The row has been linked to the travel advisories issued by Britain over terror threats.
Kenya has allegedly refused to sign a new Memorandum of Understanding with Britain to allow more soldiers to go to Nanyuki for training following the expiry of the previous one. Sources said the Government has demanded that the UK first withdraws travel advisories before allowing in a new contingent of British soldiers for training.
The diplomatic stand-off has caused a delay in the arrival of a new group of personnel to replace those who have finished their six-week training in Nanyuki under the British Army Training Unit in Kenya (Batuk).
Under the agreement, six infantry battalions per year carry out six-week exercises in Kenya.
There are also three Royal Engineer Squadrons which carry out civil engineering projects and two medical group deployments which provide primary health care to the civilian community.
Yesterday, British Embassy Spokesperson Stephen Burns confirmed there is “a small diplomatic issue that he hoped will be resolved soon in regard to the soldiers’ training”.
“The UK has a longstanding, mutually beneficial, defence relationship with Kenya and we hope that the delay in receipt of diplomatic clearances from the Kenyan authorities will be resolved shortly,” he said.
Other officials aware of the stand-off said Kenya wants Britain to lift its advisories first, which it said are affecting the tourism sector but Britain has stood its grounds regarding the advisories saying the threats are real.
The military personnel were supposed to leave Kenya on Thursday aboard a military plane that was to arrive with another group from Britain but officials said Kenya has indicated it could not guarantee the new group’s security.

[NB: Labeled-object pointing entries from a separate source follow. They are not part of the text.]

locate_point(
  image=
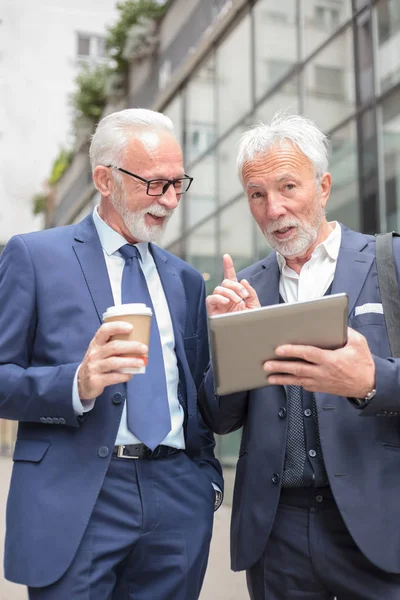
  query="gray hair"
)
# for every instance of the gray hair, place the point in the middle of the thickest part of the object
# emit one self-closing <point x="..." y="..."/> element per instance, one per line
<point x="111" y="135"/>
<point x="300" y="131"/>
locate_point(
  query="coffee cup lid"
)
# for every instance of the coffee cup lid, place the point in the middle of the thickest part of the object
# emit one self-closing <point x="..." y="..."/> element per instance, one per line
<point x="127" y="309"/>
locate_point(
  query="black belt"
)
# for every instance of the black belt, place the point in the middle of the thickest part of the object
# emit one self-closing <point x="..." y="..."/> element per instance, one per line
<point x="307" y="497"/>
<point x="141" y="451"/>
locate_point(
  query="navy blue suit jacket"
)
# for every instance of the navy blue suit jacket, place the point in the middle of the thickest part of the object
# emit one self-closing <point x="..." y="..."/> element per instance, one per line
<point x="54" y="288"/>
<point x="361" y="448"/>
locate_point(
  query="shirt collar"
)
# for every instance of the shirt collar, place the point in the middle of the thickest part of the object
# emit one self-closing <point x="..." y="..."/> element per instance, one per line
<point x="330" y="246"/>
<point x="111" y="241"/>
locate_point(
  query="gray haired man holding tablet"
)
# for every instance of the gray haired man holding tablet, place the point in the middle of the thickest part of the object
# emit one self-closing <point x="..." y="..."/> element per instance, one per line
<point x="316" y="502"/>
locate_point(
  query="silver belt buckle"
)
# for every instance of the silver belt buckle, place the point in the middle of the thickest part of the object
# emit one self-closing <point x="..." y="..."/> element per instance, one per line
<point x="120" y="453"/>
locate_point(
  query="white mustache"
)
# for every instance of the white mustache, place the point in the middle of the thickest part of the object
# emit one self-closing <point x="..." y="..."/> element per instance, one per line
<point x="159" y="211"/>
<point x="281" y="225"/>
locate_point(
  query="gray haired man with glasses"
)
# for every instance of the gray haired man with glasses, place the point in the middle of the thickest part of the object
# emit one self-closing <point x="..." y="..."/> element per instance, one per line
<point x="115" y="480"/>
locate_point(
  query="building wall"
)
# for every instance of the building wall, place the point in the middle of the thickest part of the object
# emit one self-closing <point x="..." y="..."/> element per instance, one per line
<point x="335" y="61"/>
<point x="38" y="64"/>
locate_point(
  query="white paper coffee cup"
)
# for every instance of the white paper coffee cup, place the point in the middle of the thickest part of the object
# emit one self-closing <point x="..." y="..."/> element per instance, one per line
<point x="139" y="315"/>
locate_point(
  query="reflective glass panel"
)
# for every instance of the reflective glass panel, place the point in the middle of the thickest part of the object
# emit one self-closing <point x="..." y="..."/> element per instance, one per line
<point x="343" y="204"/>
<point x="234" y="75"/>
<point x="320" y="20"/>
<point x="200" y="111"/>
<point x="329" y="83"/>
<point x="276" y="44"/>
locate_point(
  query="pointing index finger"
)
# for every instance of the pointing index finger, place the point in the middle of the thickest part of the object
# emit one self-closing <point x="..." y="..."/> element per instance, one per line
<point x="229" y="269"/>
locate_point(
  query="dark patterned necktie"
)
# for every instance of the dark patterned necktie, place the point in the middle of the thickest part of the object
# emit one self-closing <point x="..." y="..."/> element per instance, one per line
<point x="295" y="456"/>
<point x="148" y="412"/>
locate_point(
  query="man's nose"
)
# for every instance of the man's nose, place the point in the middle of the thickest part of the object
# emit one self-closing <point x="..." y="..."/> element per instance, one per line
<point x="275" y="208"/>
<point x="170" y="199"/>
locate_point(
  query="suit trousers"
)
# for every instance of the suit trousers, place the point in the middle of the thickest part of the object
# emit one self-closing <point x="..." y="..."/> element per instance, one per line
<point x="311" y="555"/>
<point x="148" y="536"/>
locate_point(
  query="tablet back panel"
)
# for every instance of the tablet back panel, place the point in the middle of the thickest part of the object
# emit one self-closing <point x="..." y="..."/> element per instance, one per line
<point x="241" y="342"/>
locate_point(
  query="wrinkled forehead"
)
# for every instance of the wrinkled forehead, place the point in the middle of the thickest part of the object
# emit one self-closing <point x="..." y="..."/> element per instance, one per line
<point x="284" y="158"/>
<point x="147" y="148"/>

“The British soldiers have been moved to Kahawa Barracks as the UK embassy engages authorities who say the travel advisories are the main cause of this. We are waiting,” said a source who asked not to be named.
UK High Commissioner Christian Turner had said in the past the Kenyan economy earns more than Sh2.5 billion annually from the activities of Batuk.
The economic boost is mainly through acquisition of supplies and services by the British Army, which are sourced locally.